Dit zijn de slechtste moeders in de natuur

Op 14 mei is het moederdag, maar in het dierenrijk valt er weinig te vieren. Dierenmoeders verwaarlozen hun jongen schromelijk en deinzen er niet voor terug om ze als avondeten te serveren.

Uilenmoeders voeren de grootse jongen altijd het eerst – soms met hun kleine broertje.

© Shutterstock

1. Uil serveert de kleinste kuikens als hapje

De uil legt zijn eieren verspreid over zes à zeven dagen, maar begint meteen met broeden. Daardoor verschillen de kuikens sterk in grootte.

Als de ouders eten naar het nest brengen, worden de grootste jongen altijd als eerste gevoerd. En is er te weinig voedsel, dan gaan de kleinste dood van de honger.

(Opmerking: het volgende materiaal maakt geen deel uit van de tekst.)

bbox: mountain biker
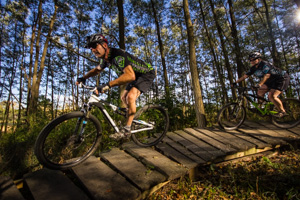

De ongelijke behandeling zorgt ervoor dat zo veel mogelijk kuikens overleven. Als de uilenmoeder een dood jong vindt, laat ze zo’n voedzaam hapje niet verloren gaan, maar stopt ze het meteen in de snavel van zijn broers en zussen.

De uil is een zuinige huisvrouw – zelfs een dood kuiken wordt niet verspild.

© Markus Varesvuo/NaturePL

2. Kangoeroe offert jong op om zichzelf te redden

Als een kangoeroe met een jong in haar buidel een roofdier achter zich aan krijgt, probeert ze eerst zichzelf en haar baby in veiligheid te brengen. Maar lukt dat niet, dan gaat ze over tot plan B.

Ze gooit haar jong resoluut uit de buidel, waardoor ze een paar kilo lichter wordt. Dat kan haar net genoeg snelheid geven om te ontsnappen.

Door het jong op te offeren, zorgt de kangoeroe ervoor dat ze zelf in leven blijft en zich kan voortplanten. Vaak heeft het vrouwtje naast het grote jong nog een kleintje in haar buidel, dat zijn plaats kan innemen.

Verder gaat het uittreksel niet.